I am currently examining how differing levels of genderisation across languages (French, Finnish, and Norwegian) affects self-perception and the social perception of others through the utilisation of cognitive experiments. As a part of this, I would like to examine how individualistic markers impact on the main effect.
As fully gendered languages (and semi-gendered languages to a lesser degree) utilise gendered forms (normally the masculine) for generic role descriptors I thought it would be prudent to attempt to measure linguistic conservatism to examine the level to which, for example, an individual who was found to believe that men are better suited to generic roles referred to in the masculine form than women was influenced more strongly by linguistic conservativism stating that the masculine form should refer to men compared to the influence of explicit or implicit sexism.

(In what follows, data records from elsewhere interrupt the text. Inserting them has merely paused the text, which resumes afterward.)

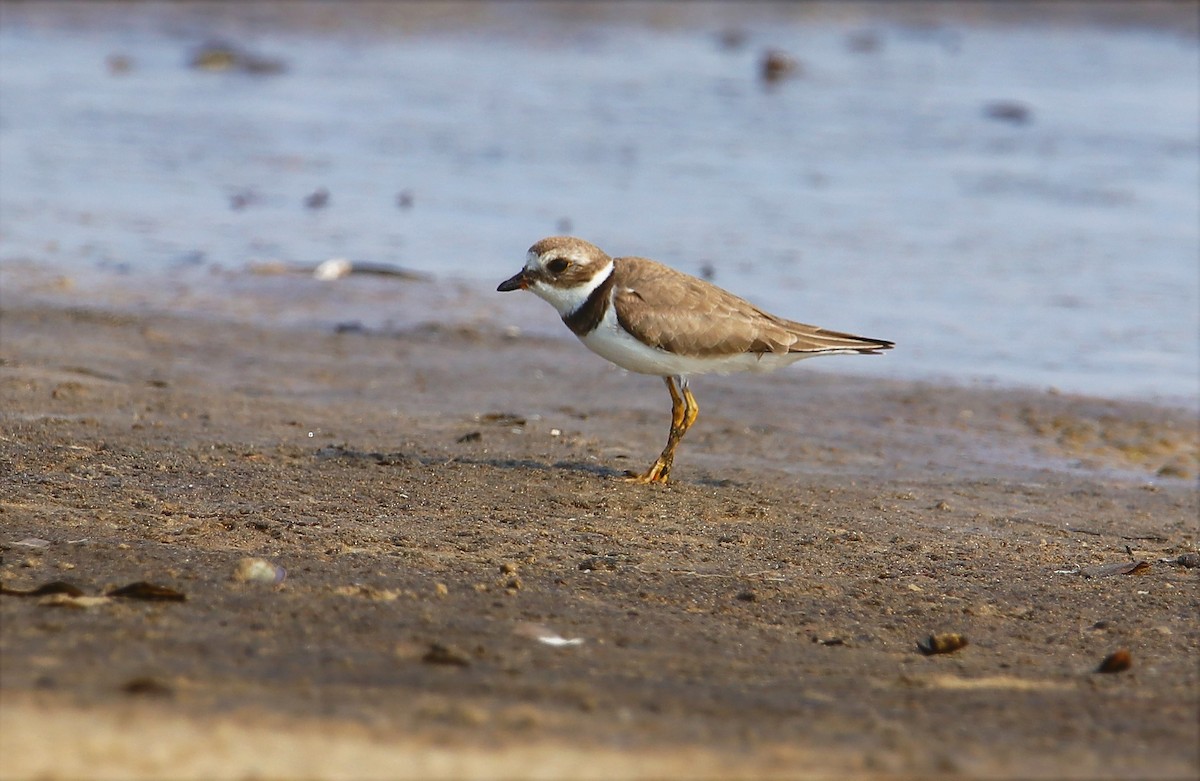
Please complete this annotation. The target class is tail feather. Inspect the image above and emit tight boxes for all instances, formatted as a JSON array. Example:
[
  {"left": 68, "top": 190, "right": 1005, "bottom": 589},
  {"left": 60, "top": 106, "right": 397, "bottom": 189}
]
[{"left": 783, "top": 323, "right": 894, "bottom": 355}]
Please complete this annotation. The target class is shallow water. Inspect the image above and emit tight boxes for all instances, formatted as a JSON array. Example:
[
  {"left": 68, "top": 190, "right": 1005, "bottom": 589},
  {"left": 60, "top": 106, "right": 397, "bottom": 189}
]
[{"left": 1, "top": 6, "right": 1197, "bottom": 403}]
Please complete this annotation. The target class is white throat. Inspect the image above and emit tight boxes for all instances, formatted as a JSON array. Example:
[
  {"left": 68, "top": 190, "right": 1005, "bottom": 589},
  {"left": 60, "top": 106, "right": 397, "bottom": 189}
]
[{"left": 529, "top": 261, "right": 614, "bottom": 318}]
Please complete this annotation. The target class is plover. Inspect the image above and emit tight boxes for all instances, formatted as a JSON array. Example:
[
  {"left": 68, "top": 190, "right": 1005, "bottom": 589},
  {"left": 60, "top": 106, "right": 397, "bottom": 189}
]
[{"left": 498, "top": 236, "right": 893, "bottom": 483}]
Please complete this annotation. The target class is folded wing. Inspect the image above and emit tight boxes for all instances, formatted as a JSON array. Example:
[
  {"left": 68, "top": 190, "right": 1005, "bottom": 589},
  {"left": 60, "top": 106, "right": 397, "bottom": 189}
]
[{"left": 612, "top": 257, "right": 893, "bottom": 358}]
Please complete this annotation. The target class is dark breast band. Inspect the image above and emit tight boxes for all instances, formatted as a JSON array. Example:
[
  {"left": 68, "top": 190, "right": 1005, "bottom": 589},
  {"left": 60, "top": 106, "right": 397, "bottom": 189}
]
[{"left": 561, "top": 268, "right": 615, "bottom": 337}]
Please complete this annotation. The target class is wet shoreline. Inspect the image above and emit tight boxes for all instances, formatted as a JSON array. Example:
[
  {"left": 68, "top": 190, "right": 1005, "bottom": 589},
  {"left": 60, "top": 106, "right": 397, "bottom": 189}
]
[
  {"left": 6, "top": 256, "right": 1199, "bottom": 411},
  {"left": 3, "top": 5, "right": 1198, "bottom": 400}
]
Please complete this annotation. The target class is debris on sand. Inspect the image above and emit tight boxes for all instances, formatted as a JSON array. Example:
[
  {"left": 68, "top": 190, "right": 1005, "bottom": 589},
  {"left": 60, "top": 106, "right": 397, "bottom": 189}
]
[
  {"left": 333, "top": 584, "right": 401, "bottom": 602},
  {"left": 578, "top": 556, "right": 620, "bottom": 572},
  {"left": 422, "top": 643, "right": 472, "bottom": 667},
  {"left": 1096, "top": 649, "right": 1132, "bottom": 674},
  {"left": 1160, "top": 553, "right": 1199, "bottom": 568},
  {"left": 120, "top": 676, "right": 174, "bottom": 697},
  {"left": 919, "top": 633, "right": 969, "bottom": 656},
  {"left": 232, "top": 557, "right": 286, "bottom": 584},
  {"left": 38, "top": 594, "right": 112, "bottom": 609},
  {"left": 11, "top": 537, "right": 52, "bottom": 549},
  {"left": 1080, "top": 561, "right": 1150, "bottom": 578},
  {"left": 814, "top": 635, "right": 848, "bottom": 647},
  {"left": 514, "top": 622, "right": 584, "bottom": 648},
  {"left": 5, "top": 579, "right": 186, "bottom": 604},
  {"left": 478, "top": 412, "right": 527, "bottom": 427},
  {"left": 107, "top": 582, "right": 187, "bottom": 602},
  {"left": 1, "top": 580, "right": 85, "bottom": 598}
]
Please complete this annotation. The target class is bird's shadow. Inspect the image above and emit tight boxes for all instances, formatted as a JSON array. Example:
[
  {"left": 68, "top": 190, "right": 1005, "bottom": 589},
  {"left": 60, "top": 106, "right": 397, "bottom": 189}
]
[
  {"left": 314, "top": 445, "right": 624, "bottom": 480},
  {"left": 312, "top": 445, "right": 737, "bottom": 487}
]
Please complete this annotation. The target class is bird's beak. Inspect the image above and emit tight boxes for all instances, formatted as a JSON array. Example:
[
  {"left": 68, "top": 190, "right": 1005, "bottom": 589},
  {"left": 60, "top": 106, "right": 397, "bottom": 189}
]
[{"left": 497, "top": 270, "right": 527, "bottom": 292}]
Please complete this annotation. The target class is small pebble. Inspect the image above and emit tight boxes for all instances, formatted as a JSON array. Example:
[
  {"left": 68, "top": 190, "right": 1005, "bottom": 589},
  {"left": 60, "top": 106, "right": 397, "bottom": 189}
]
[
  {"left": 815, "top": 636, "right": 847, "bottom": 647},
  {"left": 760, "top": 49, "right": 800, "bottom": 83},
  {"left": 313, "top": 258, "right": 351, "bottom": 281},
  {"left": 983, "top": 100, "right": 1032, "bottom": 125},
  {"left": 919, "top": 633, "right": 969, "bottom": 655},
  {"left": 716, "top": 28, "right": 747, "bottom": 51},
  {"left": 38, "top": 594, "right": 110, "bottom": 609},
  {"left": 422, "top": 643, "right": 471, "bottom": 667},
  {"left": 1097, "top": 648, "right": 1132, "bottom": 674},
  {"left": 120, "top": 676, "right": 173, "bottom": 697},
  {"left": 303, "top": 188, "right": 329, "bottom": 210},
  {"left": 578, "top": 556, "right": 618, "bottom": 572},
  {"left": 232, "top": 557, "right": 285, "bottom": 584},
  {"left": 845, "top": 30, "right": 882, "bottom": 53},
  {"left": 107, "top": 54, "right": 134, "bottom": 75}
]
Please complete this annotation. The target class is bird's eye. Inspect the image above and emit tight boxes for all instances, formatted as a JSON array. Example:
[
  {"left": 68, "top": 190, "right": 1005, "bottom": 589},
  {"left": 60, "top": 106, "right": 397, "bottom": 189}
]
[{"left": 546, "top": 257, "right": 569, "bottom": 274}]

I have been attempting to find such a measure but have had no success thus far; all the scales I have seen for examining linguistic conservativism seem to be designed for literature analysis, and so are not able to be utilised in my research. I am considering utilising specific items from the Instrument to measure Attitudes Towards Sexist/Nonsexist Lanugage that could be considered to indicate linguistic conservativism (e.g. 'we should not change the way that [language] has traditionally been written and spoken'), but was wondering whether there were any specific tools that have been designed for this purpose, or whether anyone knew of any other scales from which items can be selected that suit this purpose more closely?